Betty s’inscrit dans la lignée des romans dont les narrateurs sont des enfants, tels Scout dans Ne tirez pas sur l’oiseau moqueur de Harper Lee, Oskar dans Extrêmement fort et incroyablement près de Jonathan Safran Foer, Jack dans Room d’Emma Donoghue, encore Tracy dans Sauvage de Jamey Bradbury.

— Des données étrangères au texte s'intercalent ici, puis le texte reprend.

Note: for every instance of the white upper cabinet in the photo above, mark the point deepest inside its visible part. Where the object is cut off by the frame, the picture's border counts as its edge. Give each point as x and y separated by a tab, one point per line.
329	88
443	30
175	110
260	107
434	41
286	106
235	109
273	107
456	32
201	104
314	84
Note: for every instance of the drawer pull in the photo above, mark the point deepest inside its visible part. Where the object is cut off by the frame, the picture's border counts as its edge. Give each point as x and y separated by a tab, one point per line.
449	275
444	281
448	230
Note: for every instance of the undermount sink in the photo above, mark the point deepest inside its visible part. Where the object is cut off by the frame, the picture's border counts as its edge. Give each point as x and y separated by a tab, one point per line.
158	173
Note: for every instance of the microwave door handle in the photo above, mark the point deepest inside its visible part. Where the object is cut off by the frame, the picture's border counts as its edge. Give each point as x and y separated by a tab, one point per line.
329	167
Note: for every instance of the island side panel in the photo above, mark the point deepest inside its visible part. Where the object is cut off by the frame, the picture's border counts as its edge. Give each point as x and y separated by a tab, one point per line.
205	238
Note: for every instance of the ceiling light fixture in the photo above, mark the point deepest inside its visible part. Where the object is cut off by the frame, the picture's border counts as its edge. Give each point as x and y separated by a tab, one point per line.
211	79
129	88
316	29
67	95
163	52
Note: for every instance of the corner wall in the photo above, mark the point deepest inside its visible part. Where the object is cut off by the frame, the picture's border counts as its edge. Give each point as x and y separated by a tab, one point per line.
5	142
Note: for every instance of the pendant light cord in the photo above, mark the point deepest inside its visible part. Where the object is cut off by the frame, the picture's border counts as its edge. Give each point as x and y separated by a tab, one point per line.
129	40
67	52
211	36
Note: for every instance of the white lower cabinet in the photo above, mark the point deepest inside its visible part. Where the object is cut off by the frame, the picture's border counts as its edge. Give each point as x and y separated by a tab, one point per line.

Le regard d’enfant, pur et tendre, rend lumineuses des histoires rêches et ténébreuses.
L’écriture simple, poignante et chaleureuse de Tiffany McDaniel teinte de magie une lecture dont l’on ne ressort pas indemne. Le roman est d’autant plus émouvant qu’il plonge dans les racines personnelles de l’auteur, précisément dans celles de sa mère à qui il est dédié. Elle nous dit l’innocence perdue, la pauvreté, le racisme, les menaçants secrets de famille, la violence faite aux enfants et aux femmes. Tout lecteur trouvera des échos de lui-même dans ce roman qui touche à l’universel et dont le ton familier parle à l’âme. Betty restera inoubliable.
« C’est la liberté de choisir qui fait la différence entre une existence que l’on vit et une existence que l’on subit. »
Tiffany McDaniel, Betty, trad. François Happe, Gallmeister, 2020, 720 p., 26,40 €.